Education

Three in 10 U.S. Parents Worry About Child's Safety at School

by Justin McCarthy

Story Highlights

  • One in 10 parents say their child has voiced concerns about safety
  • Mothers, nonwhite parents most likely to worry about school safety

WASHINGTON, D.C. -- Twenty-nine percent of U.S. parents say they fear for their child's safety at school. This is down from the 33% found immediately after the Sandy Hook school shooting in Newtown, Connecticut, in December 2012, but still above the 25% measured a few months before that incident occurred.

U.S. Parents' Concerns for Their Child's Safety at School

U.S. parents' fears about school safety reached a high of 55% in April 1999 after the Columbine High School massacre in Colorado. Parents' concern typically peaks immediately following high-profile shootings -- as seen in 2001 (45%) after the Santana High School shooting in California, and in 2006 (35%) after a shooting in an Amish schoolhouse in Pennsylvania -- and then fades. The low point in parental concern (15%) came in August 2008.

The latest results come from Gallup's Work and Education poll, conducted Aug. 5-9.

Safety and gun control have been at the forefront of news coverage and legislative debate in recent years, as shootings in and out of schools have rocked communities. The tragedy at Sandy Hook initiated an intense legislative debate on gun control, but less than a year after the incident, Americans remained divided on gun control laws.

One in 10 Parents Say Child Has Expressed Concerns About Safety at School

Ten percent of U.S. parents of K-12 students say their child has expressed worries about his or her safety at school. This figure has been fairly consistent since 2003, never straying from the 8% to 12% range.

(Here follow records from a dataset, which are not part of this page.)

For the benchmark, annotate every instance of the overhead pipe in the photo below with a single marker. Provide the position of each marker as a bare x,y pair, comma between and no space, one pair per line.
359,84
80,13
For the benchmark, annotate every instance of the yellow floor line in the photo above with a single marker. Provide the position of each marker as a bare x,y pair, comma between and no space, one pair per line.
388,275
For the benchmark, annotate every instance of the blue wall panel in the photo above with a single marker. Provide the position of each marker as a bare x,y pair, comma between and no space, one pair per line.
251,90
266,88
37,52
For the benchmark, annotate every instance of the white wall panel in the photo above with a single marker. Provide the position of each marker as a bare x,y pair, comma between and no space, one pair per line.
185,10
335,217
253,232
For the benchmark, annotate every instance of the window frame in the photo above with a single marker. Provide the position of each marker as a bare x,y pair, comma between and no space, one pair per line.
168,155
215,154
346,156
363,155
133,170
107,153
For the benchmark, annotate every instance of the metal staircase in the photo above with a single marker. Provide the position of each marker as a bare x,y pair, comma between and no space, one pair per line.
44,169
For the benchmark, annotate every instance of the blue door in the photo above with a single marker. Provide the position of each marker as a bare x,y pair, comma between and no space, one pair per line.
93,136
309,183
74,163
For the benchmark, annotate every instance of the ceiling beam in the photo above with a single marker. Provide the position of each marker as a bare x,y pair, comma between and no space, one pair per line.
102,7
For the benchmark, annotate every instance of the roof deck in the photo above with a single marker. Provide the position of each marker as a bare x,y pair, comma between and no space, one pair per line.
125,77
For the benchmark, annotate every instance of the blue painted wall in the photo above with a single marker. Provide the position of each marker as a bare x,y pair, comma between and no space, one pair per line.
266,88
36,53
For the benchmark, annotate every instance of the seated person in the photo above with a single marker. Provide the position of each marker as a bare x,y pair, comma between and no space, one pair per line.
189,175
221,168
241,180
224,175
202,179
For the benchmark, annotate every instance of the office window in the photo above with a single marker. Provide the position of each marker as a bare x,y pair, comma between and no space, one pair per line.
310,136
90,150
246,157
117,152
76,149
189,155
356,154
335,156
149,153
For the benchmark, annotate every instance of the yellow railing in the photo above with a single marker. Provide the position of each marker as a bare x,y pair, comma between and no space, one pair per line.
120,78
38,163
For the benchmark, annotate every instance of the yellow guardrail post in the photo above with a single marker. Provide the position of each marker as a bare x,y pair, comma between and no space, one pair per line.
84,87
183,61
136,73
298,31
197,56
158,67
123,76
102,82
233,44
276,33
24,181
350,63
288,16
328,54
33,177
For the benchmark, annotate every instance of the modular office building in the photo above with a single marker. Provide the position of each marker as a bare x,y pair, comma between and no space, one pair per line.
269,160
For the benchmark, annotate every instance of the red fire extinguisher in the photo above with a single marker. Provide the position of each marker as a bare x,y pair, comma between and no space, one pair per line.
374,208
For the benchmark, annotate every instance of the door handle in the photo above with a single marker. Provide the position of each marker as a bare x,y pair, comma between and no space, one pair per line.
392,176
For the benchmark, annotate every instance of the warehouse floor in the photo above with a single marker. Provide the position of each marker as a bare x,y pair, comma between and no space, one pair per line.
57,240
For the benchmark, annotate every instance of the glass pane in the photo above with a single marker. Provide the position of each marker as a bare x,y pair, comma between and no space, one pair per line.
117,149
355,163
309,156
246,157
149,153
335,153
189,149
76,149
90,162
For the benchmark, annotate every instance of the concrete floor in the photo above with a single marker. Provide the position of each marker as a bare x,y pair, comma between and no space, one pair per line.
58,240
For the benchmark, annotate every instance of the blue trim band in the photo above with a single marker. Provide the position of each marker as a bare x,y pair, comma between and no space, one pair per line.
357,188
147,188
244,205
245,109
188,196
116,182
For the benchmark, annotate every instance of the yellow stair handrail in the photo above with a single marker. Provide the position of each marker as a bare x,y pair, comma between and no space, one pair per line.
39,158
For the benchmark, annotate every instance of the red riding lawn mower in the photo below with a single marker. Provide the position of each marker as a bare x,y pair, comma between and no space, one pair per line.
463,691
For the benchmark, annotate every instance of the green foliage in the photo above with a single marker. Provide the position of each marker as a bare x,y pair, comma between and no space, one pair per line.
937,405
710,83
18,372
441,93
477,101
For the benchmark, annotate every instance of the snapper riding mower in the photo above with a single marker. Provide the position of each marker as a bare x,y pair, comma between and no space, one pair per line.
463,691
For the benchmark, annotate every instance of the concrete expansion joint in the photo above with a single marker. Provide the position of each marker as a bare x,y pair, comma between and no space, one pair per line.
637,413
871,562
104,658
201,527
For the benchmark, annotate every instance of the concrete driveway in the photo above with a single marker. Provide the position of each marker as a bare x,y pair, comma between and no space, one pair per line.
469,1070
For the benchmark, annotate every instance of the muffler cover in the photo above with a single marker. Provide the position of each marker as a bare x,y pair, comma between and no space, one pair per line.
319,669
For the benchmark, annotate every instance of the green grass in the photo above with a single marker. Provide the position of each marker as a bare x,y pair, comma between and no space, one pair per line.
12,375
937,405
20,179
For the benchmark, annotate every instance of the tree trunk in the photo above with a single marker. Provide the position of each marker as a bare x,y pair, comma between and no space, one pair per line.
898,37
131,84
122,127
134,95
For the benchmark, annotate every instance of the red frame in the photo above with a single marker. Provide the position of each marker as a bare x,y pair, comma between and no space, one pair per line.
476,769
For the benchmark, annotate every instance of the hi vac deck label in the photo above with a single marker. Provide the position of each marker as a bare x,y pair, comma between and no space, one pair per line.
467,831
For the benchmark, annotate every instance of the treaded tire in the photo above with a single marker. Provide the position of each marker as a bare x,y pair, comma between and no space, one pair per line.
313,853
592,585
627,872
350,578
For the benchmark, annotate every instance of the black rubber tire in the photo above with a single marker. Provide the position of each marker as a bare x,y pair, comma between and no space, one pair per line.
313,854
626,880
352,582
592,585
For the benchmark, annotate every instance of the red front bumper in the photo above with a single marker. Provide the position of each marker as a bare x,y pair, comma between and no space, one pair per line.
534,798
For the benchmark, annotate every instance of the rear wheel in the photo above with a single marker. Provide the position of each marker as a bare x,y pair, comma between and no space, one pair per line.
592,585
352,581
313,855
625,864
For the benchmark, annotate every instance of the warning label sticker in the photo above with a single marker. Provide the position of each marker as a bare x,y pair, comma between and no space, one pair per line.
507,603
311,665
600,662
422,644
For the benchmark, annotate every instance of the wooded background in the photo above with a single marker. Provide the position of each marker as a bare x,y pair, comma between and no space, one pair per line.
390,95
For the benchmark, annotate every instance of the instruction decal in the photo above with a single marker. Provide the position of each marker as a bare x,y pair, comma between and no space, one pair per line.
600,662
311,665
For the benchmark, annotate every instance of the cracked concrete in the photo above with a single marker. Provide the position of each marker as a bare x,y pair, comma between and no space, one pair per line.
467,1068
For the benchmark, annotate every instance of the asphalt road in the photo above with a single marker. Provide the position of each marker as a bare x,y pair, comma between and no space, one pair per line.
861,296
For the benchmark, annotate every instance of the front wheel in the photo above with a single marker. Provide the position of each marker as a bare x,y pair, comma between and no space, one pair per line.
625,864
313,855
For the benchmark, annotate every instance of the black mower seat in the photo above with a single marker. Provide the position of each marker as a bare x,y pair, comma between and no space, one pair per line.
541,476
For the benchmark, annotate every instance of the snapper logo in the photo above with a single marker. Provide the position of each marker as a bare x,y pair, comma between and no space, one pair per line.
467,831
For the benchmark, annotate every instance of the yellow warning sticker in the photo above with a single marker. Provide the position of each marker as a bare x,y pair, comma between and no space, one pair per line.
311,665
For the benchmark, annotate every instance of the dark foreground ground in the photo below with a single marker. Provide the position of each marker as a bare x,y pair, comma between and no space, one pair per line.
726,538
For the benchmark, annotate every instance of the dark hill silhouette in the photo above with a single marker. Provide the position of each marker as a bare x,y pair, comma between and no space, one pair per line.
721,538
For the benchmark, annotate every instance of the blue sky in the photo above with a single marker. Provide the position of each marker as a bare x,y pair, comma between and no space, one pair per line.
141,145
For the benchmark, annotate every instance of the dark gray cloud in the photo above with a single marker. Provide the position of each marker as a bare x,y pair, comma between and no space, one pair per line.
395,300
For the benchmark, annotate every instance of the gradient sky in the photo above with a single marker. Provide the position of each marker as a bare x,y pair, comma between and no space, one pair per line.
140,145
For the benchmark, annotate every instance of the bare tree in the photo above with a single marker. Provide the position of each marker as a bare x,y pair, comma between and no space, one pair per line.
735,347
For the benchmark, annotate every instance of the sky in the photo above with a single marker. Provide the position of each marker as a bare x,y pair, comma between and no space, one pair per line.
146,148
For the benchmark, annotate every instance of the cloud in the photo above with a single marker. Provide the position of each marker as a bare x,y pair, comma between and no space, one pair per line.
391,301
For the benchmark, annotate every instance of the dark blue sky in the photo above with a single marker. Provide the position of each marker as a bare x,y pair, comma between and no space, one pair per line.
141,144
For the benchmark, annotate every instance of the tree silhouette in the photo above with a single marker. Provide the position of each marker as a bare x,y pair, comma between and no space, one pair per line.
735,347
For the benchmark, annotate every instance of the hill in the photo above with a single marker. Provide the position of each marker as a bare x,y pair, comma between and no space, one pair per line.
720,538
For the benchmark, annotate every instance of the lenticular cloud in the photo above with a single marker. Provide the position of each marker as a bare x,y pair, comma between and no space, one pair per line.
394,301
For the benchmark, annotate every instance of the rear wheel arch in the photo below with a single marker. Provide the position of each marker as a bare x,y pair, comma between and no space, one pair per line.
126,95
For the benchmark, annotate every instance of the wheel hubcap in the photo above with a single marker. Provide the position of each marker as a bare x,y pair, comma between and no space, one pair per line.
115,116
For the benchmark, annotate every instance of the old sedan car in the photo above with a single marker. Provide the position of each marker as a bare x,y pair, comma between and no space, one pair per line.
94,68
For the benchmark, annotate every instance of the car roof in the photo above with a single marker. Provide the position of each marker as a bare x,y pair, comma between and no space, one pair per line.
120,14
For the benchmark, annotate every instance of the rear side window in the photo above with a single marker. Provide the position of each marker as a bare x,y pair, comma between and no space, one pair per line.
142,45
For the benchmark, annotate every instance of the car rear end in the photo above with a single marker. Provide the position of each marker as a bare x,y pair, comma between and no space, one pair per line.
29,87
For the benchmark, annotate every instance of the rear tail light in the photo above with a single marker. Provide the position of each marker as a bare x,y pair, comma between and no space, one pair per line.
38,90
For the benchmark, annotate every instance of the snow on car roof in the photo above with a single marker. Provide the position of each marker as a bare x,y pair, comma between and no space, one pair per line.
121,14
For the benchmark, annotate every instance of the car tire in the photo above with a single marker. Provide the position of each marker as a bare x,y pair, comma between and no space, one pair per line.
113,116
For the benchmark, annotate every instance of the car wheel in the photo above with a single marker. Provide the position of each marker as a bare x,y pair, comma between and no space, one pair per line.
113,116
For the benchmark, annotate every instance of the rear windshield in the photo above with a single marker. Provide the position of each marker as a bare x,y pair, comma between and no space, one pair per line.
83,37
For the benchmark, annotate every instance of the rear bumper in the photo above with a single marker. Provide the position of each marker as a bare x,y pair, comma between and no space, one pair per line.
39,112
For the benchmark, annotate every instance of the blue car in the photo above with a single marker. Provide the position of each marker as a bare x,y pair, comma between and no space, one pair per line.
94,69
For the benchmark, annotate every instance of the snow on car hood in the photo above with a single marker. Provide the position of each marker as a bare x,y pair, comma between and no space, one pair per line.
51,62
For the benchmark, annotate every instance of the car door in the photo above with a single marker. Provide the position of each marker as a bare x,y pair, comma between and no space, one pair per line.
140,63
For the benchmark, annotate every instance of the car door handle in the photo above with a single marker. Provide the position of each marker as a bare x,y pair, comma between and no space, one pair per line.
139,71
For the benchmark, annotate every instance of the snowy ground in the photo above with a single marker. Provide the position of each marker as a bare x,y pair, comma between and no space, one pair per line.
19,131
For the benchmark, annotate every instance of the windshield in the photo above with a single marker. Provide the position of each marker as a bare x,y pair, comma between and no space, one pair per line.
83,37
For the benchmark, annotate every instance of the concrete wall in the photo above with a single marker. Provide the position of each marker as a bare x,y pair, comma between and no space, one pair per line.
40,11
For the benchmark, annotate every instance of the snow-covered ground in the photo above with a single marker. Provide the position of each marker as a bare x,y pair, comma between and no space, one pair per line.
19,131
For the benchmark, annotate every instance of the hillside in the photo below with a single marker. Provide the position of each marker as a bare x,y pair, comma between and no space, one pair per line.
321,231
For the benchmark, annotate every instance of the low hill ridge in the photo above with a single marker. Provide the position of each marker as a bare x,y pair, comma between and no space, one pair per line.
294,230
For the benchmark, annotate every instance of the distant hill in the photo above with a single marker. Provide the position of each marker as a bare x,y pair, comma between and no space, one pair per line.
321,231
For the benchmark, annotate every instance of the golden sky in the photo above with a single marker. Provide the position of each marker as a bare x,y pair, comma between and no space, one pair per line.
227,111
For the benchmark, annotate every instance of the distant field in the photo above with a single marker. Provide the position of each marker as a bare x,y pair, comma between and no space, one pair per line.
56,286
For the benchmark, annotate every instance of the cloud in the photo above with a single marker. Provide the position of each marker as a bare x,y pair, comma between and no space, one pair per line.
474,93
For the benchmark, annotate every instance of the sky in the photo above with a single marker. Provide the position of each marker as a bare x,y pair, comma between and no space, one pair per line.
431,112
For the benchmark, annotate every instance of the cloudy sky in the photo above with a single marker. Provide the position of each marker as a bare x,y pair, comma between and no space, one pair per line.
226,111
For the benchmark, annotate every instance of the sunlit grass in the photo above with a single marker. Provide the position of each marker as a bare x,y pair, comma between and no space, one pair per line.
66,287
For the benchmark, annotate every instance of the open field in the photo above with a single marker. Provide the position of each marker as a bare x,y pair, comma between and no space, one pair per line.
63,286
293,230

In the early post-Columbine years, parents were more likely to report hearing such concerns, with one in five saying so in 1999 and in 2001.

U.S. Parents Who Say Child Has Expressed Concerns About Safety at School

Women, Nonwhites and Lower-Income Parents Most Likely to Worry About Safety

To analyze parents' concerns about school safety by subgroup, Gallup aggregated data from the last five surveys going back to August 2012, when the percentage fearing for their child's safety averaged 25%.

Mothers of K-12 students (34%) are more likely than fathers (24%) to worry about their child's safety at school. And mothers are about twice as likely as fathers to report that their child has expressed concerns about school safety.

Four in 10 nonwhite parents worry about their child's safety at school, far higher than the 23% of white parents who worry. However, the percentage of white (9%) and nonwhite parents (12%) who say their child has voiced concerns about school safety is similar.

Parents earning less than $30,000 per year in annual household income are more likely than parents who earn more to worry about their child's safety and to say their child has expressed concerns about school safety.

Parents' Concerns for Safety at School -- by Gender, Race and Income

Bottom Line

Three in 10 parents worry about their child's physical safety at school, and they are not without reason. According to a Quartz analysis, the number of school killings in the U.S. between 2000 and 2010 was one less than the number in dozens of other countries combined.

The most horrifying acts of violence at U.S. schools can leave temporary impressions on parents' psyches. The early 2000s, which were just as much the post-9/11 years as they were the post-Columbine years, ranked high for parental anxiety about school safety, but by 2005, worries for children's safety at school had hit a new low. And despite the unprecedented shock of Sandy Hook, parents' worries are now similar to their historical averages.

Historical data for this question is available in Gallup Analytics.

Survey Methods

Results for this Gallup poll are based on telephone interviews conducted Aug. 5-9, 2015, on the Gallup U.S. Daily survey, with a random sample of 213 K-12 parents, aged 18 and older, living in all 50 U.S. states and the District of Columbia. For results based on the total sample of parents, the margin of sampling error is ±9 percentage points at the 95% confidence level. All reported margins of sampling error include computed design effects for weighting.

Subgroup analysis represents aggregated data from 2012 to 2015. For results based on the total sample of 645 fathers, the margin of sampling error is ±5 percentage points at the 95% confidence level. For results based on the total sample of 533 mothers, the margin of sampling error is ±5 percentage points at the 95% confidence level. For results based on the total sample of 854 whites, the margin of sampling error is ±4 percentage points at the 95% confidence level. For results based on the total sample of 296 nonwhites, the margin of sampling error is ±7 percentage points at the 95% confidence level. For results based on the total sample of 197 parents whose households earn less than $30,000, the margin of sampling error is ±9 percentage points at the 95% confidence level. For results based on the total sample of 409 parents whose households earn between $30,000 and $74,999, the margin of sampling error is ±6 percentage points at the 95% confidence level. For results based on the total sample of 490 parents whose households earn $75,000 or more, the margin of sampling error is ±5 percentage points at the 95% confidence level.

Each sample of national adults includes a minimum quota of 50% cellphone respondents and 50% landline respondents, with additional minimum quotas by time zone within region. Landline and cellular telephone numbers are selected using random-digit-dial methods.